Well the cement has hardened on the SCOHA 2019-20 season. I’m not going to “mask” the fact that we all saw it coming. So how are you feeling? Can’t imagine how many of us have been so nervous to have diarrhea since the Modern Indian Buffet opened their doors about 10 years ago. Stick tap to Chris Barratto who decided to grow a rather large beard in his attempt to start a ZZ-Top cover band. Some players have admitted to wavering from their off-ice regiments but are confident they will get back to playing weight once the league announces a return to play plan. Til then, bacon burger dogs are on the menu in the foreseeable future.
SCOHA has been asked if we can play some crowd noises through the arena speakers when play resumes. For some Masters teams, booing would make it feel more like the real thing. Stay tuned.
Meanwhile over in the Intermediate circuit, Bruins Tim Pettitt has gone through his wooden stick stash at his campfire pit. He has mastered the Sher-wood flavoured spider hotdogs and hopes to have it on the Lookout Lounge menu next season.
Meanwhile, in Junior news, Oilers captain Steve Ditta is in the midst of collecting his Oilers jerseys. His basement smells like a mixed sub with double onion but give the guy credit, he is doing his part.

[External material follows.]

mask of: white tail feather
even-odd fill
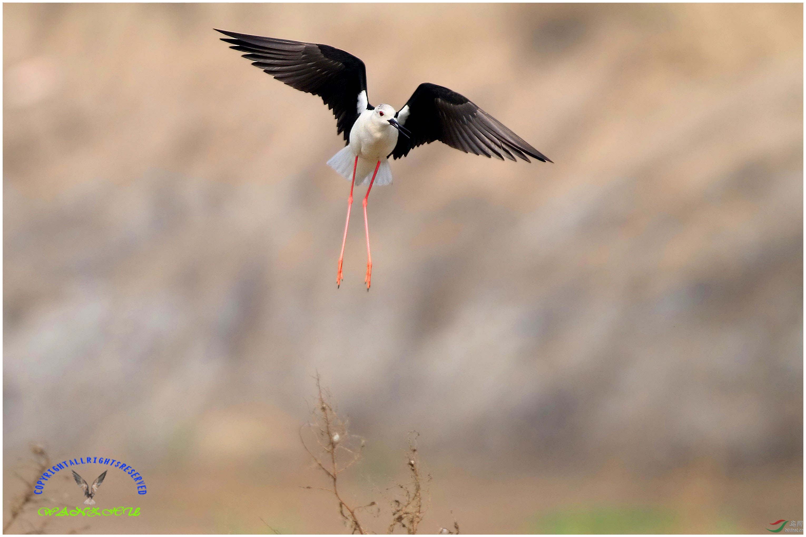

Speaking of cub reporter Guy Shaver, he was spotted lurking in the tall grass at the rink looking to sneak in a skate with the figure skaters over the weekend. Unfortunately, his two-two he made out of his Sharks jersey didn’t fool the rest of the skaters and was asked to leave the bubble.
On the injury front, the layoff was welcome time for some players to heal some bumps and bruises. We are all hopeful no one has suffered any offseason mishaps and hope to see everyone back at the rink soon!